Release Date: October 28, 2003
Reviewed by Scott Olivenbaum
40 Below Summer made a name for themselves in the New York/New Jersey area ever since they formed at the turn of the century. After the release of their debut album in 2001, 40 Below’s fan base deservedly grew beyond the metro area. As a nu metal band amid the oversaturation of the genre by the major labels, 40 Below Summer had to be better than the norm and they were.
To further distance themselves from the pack, they have evolved as a band in the two years since Invitation To The Dance hit. The quintet injected even more melodies and breakdowns into the songs while cutting down on the rapped vocals. Instead, frontman Max Illidge (who was also the little boy in the Talking Heads “Burning Down The House” video back in the day) explores the depths of his voice. While his growling and anxious yelling is still there, Illidge actually sings on most of the tracks – almost to the point of crooning during “Awakening”.
Cristian Machado, the dreadlocked lead singer of Ill Nino, guests on “F.E.”. Sadly it is one of the worse tracks on the album. It is a one dimensional, ‘nu metal’ song that doesn’t see the two vocalists combining their vocal powers in other way than yelling.

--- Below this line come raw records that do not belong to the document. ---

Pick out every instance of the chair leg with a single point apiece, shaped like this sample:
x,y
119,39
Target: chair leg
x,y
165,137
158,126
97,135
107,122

Sadly there isn’t much of an evolution in the other aspects of their music, but that is pretty forgivable. Jordan Plingos’ and Joe D’Amico’s guitars often keep to the same lines, just adding power to the melodies or charging along during choruses. Bassist Hector Graziani remains in the background, lending support to the guitars or to Carlos Aguilar’s drums. The main focus is purely upon Illidge and the evolution of his vocals. “Breathless” showcases his new energy and emotion and is easily the best song on the sophomore release.
Illidge ends “A season in hell”, the ‘last’ song on the album (before the bonus track) with a whispered lyric – “can you feel the end?” The Mourning After shows that the end should be far away for 40 Below Summer.